Data Manager (DM) Utility
Data Manager (DM) is a utility for the users so they could prepare their data for the upload into TimelinePI application. The idea behind DM is that user could combine, transform, cleanse, and sanitize (de-sensitize) his data on his local machine/network before uploading the data to the cloud.
The utility is a local executable file so the user doesn’t need to be concerned about the security of the raw data and internet, etc. The data and the executable all remain on the local machine.
The utility is able to perform the following operations on data:
1) Access multiple data sources including CSV and XLSX files and relational databases.
2) Merge (de-normalize) data from the same or multiple sources
3) Remove records with specific condition such as missing or out of range value
4) Create additional compound fields by concatenating several other fields
5) Perform the basic transformations within a field:
- Trim spaces
- Convert case
- Remove or replace specific substrings
6) Data sanitation:
- Perform one-way hash on a sensitive field
- Perform a name replacement for a fake name
- Replace a string with X first characters
- Encode the string with a password *
7) Save the result into CSV file for review and upload
So there are the following key types of operations:
A) Extract (load) dataset.
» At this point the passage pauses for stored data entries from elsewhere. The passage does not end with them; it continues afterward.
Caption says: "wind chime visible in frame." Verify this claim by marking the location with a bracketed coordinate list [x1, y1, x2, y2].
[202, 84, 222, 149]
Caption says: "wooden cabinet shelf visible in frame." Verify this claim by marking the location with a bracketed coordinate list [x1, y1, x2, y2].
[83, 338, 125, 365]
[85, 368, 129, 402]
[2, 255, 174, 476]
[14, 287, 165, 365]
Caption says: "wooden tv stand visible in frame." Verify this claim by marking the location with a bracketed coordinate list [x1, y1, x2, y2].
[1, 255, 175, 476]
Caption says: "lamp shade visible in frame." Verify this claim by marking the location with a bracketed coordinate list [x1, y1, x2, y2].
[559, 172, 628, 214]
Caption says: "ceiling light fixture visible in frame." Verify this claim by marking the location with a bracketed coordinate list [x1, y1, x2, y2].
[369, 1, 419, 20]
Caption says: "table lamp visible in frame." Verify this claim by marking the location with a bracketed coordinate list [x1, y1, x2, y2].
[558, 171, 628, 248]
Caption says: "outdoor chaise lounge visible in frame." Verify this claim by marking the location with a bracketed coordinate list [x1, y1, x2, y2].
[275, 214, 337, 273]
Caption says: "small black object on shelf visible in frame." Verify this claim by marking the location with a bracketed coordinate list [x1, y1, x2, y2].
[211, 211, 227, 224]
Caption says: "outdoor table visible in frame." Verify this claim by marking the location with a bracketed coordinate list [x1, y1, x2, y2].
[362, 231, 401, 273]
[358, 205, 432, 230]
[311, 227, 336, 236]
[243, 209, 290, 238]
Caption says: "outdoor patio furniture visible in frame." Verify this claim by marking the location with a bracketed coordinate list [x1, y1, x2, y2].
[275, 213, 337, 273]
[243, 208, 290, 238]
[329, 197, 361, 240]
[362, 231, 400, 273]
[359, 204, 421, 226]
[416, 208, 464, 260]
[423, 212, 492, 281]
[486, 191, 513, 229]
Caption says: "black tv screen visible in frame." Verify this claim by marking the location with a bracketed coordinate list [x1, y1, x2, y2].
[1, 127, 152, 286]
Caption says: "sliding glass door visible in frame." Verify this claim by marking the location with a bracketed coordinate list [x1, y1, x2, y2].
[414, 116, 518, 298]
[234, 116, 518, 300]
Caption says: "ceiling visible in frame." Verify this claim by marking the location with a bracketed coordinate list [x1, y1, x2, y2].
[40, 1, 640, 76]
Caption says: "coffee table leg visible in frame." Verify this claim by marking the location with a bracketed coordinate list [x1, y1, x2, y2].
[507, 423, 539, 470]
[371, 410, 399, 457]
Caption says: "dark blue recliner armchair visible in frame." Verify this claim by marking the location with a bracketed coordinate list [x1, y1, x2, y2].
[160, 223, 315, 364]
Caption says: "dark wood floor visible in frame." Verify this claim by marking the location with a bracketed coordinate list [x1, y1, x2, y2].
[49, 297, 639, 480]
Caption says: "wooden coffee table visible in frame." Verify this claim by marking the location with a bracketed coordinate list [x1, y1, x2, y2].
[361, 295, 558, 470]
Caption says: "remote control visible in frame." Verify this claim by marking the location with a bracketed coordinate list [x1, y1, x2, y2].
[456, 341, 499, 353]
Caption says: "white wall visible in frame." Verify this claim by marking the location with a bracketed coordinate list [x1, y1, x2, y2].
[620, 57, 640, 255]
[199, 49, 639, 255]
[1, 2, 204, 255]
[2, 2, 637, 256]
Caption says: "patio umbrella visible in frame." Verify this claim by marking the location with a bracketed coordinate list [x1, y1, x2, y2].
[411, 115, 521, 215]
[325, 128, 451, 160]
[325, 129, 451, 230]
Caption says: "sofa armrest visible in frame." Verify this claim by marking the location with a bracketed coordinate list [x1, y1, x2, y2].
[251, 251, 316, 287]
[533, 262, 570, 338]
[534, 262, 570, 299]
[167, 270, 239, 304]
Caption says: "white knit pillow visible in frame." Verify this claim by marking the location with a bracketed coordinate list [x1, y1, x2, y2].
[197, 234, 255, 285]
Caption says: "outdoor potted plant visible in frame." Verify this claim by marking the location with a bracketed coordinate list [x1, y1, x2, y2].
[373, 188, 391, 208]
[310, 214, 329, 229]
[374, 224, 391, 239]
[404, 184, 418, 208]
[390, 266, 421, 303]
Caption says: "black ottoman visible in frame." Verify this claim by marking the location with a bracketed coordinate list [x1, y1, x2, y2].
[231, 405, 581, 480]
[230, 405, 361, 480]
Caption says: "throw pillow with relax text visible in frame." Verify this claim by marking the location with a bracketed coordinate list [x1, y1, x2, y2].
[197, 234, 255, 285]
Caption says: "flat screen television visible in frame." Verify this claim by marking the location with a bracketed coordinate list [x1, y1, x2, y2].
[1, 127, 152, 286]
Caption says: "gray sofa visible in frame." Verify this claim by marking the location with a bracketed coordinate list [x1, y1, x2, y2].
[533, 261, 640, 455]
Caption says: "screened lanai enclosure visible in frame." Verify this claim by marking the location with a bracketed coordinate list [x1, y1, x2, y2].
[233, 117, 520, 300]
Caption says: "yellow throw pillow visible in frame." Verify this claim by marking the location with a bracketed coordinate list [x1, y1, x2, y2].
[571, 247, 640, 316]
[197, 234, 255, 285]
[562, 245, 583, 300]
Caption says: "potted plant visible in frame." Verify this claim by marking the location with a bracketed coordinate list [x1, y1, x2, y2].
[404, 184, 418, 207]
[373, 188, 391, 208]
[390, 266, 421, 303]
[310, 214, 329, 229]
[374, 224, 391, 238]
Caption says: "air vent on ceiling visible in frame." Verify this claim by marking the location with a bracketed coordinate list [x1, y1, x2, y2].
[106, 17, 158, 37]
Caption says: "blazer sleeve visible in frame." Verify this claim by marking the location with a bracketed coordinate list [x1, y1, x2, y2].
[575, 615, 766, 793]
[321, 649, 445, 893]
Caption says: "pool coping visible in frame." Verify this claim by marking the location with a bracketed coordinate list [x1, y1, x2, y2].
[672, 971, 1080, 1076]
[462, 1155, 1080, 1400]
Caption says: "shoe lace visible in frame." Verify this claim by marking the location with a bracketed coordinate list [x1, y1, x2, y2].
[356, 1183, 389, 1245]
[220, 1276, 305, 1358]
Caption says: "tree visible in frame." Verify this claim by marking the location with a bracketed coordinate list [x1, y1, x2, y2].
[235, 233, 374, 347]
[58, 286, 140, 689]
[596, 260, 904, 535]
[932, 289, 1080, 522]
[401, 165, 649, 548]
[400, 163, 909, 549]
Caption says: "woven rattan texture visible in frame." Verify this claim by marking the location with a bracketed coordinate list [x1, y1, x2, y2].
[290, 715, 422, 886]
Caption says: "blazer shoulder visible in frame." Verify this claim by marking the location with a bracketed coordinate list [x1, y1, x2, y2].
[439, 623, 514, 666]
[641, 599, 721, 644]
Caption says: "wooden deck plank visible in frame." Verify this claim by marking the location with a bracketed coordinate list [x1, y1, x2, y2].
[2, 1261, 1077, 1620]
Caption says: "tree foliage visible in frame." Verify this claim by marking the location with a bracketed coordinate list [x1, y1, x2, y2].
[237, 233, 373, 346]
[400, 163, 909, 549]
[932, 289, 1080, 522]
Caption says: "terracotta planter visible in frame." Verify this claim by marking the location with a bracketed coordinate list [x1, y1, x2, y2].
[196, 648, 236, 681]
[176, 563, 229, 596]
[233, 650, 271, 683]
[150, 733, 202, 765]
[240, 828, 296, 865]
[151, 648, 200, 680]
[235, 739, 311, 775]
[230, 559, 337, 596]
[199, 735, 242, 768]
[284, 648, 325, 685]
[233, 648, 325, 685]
It include connect to DBMS and perform a query or load a file.
B) Join several datasets into one via the key fields
C) Filter a dataset by a field value
D) Create compound field
E) Transform the field value
F) Generate CSV file
User could perform any sequence of these operations, for example:
a) Connect to DBMS1 and execute a query “SELECT…” to get dataset A.
b) Load file File.csv to get dataset B
c) Trim spaces from field A.f1.
d) Create new field A.f3 by concatenating A.f1 and “space” and A.f2.
e) Join dataset A to B via the key fields A.f3 and B.f1.
f) Hash field A.f4
g) Replace field B.f2 with three characters, like Elk***.
h) Produce CSV file with fields A.f1, A.f2, …, B.f1, B.f2…